Jakarta (ANTARA) - Ketua Umum Pertiwi Indonesia, Putri K Wardani, mengemukakan perempuan Indonesia rentan menjadi target radikalisme di tengah gencarnya penyusupan paham radikal yang berpotensi memecah kerukunan bangsa.
"Faktor agama, sosial dan kultural yang cenderung menempatkan perempuan dalam posisi marjinal dan subordinat menjadi sebab utama," katanya dalam dialog Merajut Kebhinnekaan bertema "Kita Bisa Apa" di The Goodrich Hotel, Jakarta, Kamis.
Menurut perempuan pengamat militer dan intelijen ini, perempuan kerap direkrut dan diinvestasikan oleh pelaku radikalisme melalui pernikahan, di mana secara sosial perempuan dipandang sekadar objek yang harus patuh dan tunduk sepenuhnya terhadap pasangannya.
Dikatakan Putri perempuan tersebut kemudian mendapat doktrin bahwa ideologi Pancasila dan sistem demokrasi adalah buatan "thoghut" sebagai faktor untuk meneguhkan legitimasi agama.
Dialog ini menghadirkan pembicara yang aktif dalam upaya memperkuat kebhinekaan, di antaranya pengamat militer dan intelijen Susaningtyas Nefo Handayani Kertopati, Direktur Nusantara Institute dan Penggiat Kebhinnekaan Prof Sumanto Al Qurtuby, dan Direktur Pencegahan Badan Nasional Penanggulangan Terorisme (BNPT) Brigjen Pol Hamli.
Narasumber Susaningtyas Nefo Handayani Kertopati dalam pemaparannya, memfokuskan perhatian pada rentannya perempuan Indonesia dijadikan target radikalisme yang penyusupannya makin mengkhawatirkan.
"Dengan kultur patriarki di Indonesia yang menempatkan perempuan dalam posisi marjinal dan subordinat.
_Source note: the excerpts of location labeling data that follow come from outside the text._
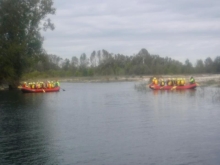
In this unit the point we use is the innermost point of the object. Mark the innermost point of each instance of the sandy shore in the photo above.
(202, 79)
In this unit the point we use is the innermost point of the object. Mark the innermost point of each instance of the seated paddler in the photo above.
(191, 80)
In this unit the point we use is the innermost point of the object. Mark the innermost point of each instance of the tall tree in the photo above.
(20, 40)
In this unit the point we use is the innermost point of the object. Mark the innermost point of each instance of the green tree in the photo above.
(20, 40)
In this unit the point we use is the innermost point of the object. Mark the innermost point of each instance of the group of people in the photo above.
(172, 81)
(41, 84)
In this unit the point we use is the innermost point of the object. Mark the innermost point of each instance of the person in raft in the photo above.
(191, 80)
(162, 83)
(154, 81)
(57, 83)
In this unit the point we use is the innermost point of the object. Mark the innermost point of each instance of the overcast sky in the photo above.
(179, 29)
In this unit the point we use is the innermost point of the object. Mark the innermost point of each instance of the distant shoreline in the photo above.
(202, 79)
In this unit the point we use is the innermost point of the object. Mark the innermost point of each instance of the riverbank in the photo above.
(201, 79)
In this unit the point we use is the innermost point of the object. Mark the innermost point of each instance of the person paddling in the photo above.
(192, 80)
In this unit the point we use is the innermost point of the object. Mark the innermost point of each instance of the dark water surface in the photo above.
(110, 124)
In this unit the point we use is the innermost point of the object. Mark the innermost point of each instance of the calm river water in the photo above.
(110, 124)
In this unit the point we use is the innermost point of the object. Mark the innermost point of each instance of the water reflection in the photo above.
(22, 139)
(110, 123)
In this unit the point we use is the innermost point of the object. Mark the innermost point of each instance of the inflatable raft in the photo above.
(40, 90)
(167, 87)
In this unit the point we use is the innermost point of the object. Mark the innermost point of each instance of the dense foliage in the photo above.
(20, 40)
(102, 63)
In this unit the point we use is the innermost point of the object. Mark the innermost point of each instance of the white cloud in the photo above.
(177, 29)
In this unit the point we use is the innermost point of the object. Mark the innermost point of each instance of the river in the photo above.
(110, 124)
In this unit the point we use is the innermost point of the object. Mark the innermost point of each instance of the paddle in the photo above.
(162, 87)
(173, 88)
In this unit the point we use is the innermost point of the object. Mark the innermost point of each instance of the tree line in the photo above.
(22, 54)
(103, 63)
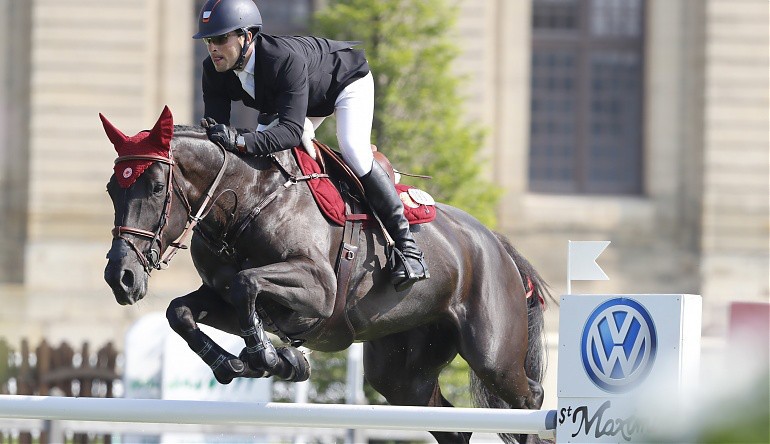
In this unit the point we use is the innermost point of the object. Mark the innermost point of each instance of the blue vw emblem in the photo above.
(618, 345)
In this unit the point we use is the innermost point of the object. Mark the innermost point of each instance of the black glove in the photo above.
(221, 134)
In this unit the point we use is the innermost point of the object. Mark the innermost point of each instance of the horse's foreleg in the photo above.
(182, 315)
(297, 284)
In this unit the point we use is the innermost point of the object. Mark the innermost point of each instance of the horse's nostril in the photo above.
(127, 279)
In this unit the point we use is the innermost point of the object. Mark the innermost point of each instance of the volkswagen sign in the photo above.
(618, 345)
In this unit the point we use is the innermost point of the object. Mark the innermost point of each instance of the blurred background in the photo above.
(642, 122)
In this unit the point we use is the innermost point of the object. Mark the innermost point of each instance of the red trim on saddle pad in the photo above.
(332, 206)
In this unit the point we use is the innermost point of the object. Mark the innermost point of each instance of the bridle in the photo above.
(151, 259)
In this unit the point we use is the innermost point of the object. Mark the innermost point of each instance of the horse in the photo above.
(263, 249)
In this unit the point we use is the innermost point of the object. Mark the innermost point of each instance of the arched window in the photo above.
(586, 109)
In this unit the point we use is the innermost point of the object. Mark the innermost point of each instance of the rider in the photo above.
(302, 80)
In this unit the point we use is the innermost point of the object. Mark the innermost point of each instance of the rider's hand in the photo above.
(308, 134)
(221, 134)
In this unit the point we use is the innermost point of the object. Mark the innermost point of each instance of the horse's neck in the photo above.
(248, 180)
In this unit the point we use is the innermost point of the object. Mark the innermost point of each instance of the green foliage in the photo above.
(419, 120)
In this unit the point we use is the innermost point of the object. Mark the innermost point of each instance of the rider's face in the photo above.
(225, 50)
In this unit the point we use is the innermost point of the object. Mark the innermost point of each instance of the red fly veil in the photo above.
(155, 142)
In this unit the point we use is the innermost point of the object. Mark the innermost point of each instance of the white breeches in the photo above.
(354, 111)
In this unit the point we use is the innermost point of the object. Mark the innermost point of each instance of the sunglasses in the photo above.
(219, 39)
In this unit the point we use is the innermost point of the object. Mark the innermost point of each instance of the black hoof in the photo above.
(295, 367)
(265, 359)
(251, 372)
(229, 370)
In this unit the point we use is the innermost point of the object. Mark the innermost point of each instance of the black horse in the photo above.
(264, 250)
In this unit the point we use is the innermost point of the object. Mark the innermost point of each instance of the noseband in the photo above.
(151, 259)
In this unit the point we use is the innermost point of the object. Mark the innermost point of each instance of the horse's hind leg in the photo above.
(404, 367)
(183, 314)
(498, 364)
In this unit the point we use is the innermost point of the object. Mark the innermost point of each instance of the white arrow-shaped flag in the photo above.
(581, 262)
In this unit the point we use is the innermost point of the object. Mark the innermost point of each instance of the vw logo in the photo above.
(618, 345)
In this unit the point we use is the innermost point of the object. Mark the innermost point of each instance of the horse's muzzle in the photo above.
(125, 274)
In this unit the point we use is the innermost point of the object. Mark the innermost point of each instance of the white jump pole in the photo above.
(278, 414)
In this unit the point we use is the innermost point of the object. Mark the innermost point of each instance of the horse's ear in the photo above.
(115, 135)
(163, 130)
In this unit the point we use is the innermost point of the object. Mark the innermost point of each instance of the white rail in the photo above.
(278, 414)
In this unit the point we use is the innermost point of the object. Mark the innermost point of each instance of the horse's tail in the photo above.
(536, 359)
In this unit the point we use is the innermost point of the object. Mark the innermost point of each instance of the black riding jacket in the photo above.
(294, 77)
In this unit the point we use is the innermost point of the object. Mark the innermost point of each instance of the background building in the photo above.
(640, 122)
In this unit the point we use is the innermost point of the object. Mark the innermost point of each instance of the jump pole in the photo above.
(278, 414)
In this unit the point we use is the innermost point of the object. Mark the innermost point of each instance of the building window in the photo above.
(586, 109)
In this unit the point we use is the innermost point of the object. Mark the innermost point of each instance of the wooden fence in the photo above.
(56, 371)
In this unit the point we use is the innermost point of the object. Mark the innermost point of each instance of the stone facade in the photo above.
(700, 226)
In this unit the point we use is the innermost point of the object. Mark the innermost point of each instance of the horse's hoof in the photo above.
(297, 369)
(229, 370)
(251, 372)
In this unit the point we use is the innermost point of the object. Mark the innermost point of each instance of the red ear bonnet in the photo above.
(155, 142)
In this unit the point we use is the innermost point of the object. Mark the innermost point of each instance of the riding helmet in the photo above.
(219, 17)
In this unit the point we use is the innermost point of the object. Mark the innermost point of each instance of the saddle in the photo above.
(335, 194)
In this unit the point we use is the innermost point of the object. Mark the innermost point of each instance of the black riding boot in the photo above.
(406, 261)
(260, 352)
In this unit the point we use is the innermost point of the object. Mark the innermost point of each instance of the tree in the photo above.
(419, 117)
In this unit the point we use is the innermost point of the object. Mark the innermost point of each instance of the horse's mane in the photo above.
(189, 130)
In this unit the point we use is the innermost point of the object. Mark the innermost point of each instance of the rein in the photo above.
(152, 260)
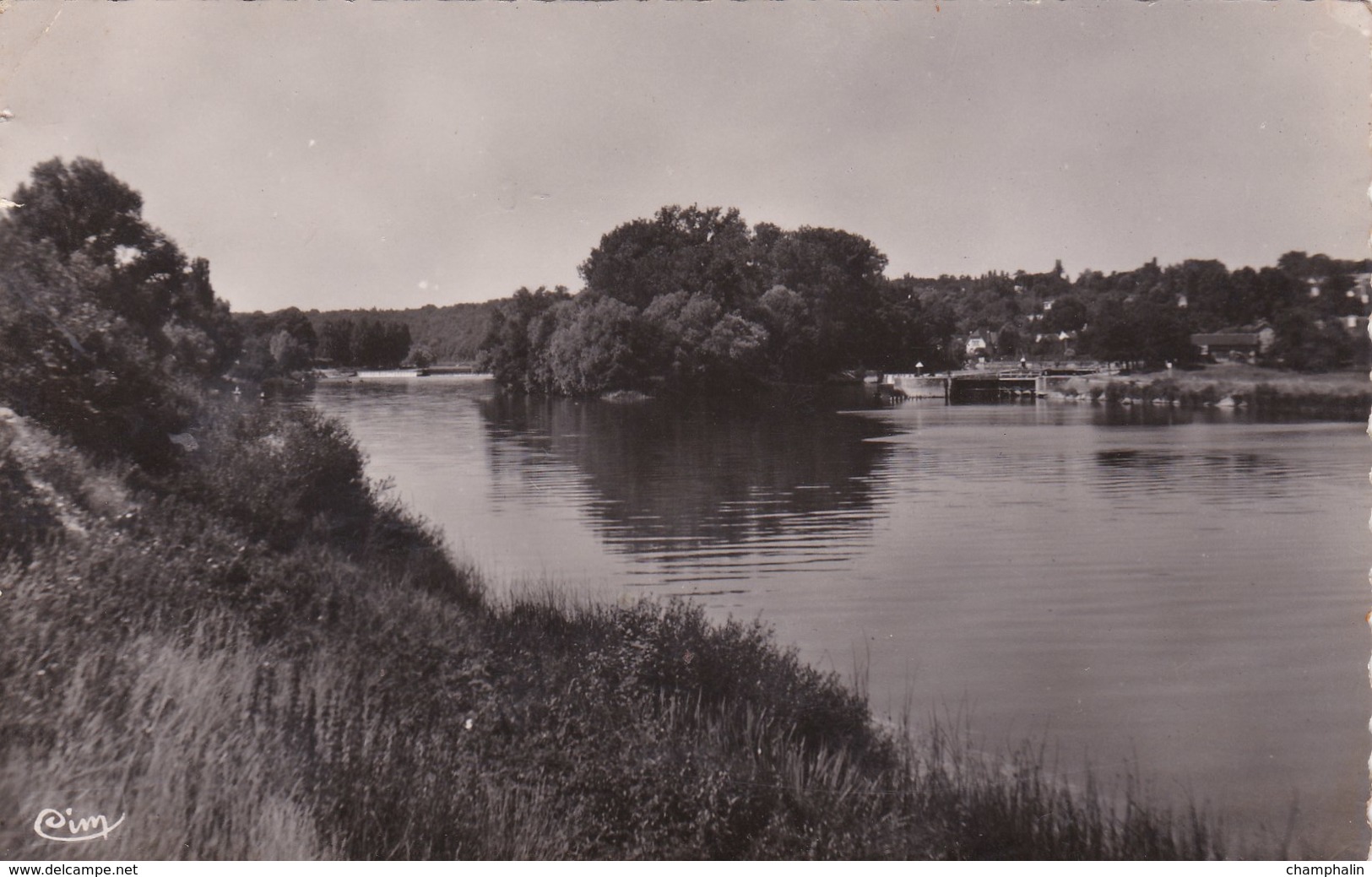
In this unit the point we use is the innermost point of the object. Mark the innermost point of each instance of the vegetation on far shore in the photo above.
(215, 625)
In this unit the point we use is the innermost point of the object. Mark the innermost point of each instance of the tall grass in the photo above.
(261, 658)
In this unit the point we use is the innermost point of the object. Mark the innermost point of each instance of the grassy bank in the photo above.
(1269, 392)
(258, 655)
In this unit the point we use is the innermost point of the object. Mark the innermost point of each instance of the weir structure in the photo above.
(979, 385)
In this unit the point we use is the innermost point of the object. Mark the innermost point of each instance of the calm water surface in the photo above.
(1163, 593)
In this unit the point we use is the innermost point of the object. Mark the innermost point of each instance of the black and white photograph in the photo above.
(678, 430)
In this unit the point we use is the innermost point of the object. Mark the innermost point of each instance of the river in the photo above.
(1163, 593)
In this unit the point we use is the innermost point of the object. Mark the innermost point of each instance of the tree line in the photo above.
(697, 300)
(1147, 315)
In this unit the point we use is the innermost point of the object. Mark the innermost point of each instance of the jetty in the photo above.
(980, 385)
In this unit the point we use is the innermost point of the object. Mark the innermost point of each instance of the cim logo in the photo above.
(59, 826)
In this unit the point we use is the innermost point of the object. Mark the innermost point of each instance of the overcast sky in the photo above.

Maka perempuan Indonesia akan lebih mudah menjadi terpapar radikalisme, terutama
perempuan di pedesaan yang dengan tingkat pendidikan dan ekonomi yang rendah" ujar Susaningtyas.
la menambahkan perlunya meningkatkan nilai kesetaraan dan keadilan gender, agar perempuan Indonesia dapat lebih berdaya melawan dominasi kultur patriarki.
Sementara itu, Prof Sumantho Al Qurtuby dalam paparannya yang berjudul "Merayakan Keragaman Tanpa Intoleransi dan Kekerasan", menjelaskan bahwa salah satu tantangan terbesar Indonesia saat ini adalah mendorong masyarakat bisa merayakan keragaman tanpa diiringi sikap dan tindakan intoleransi dan kekerasan.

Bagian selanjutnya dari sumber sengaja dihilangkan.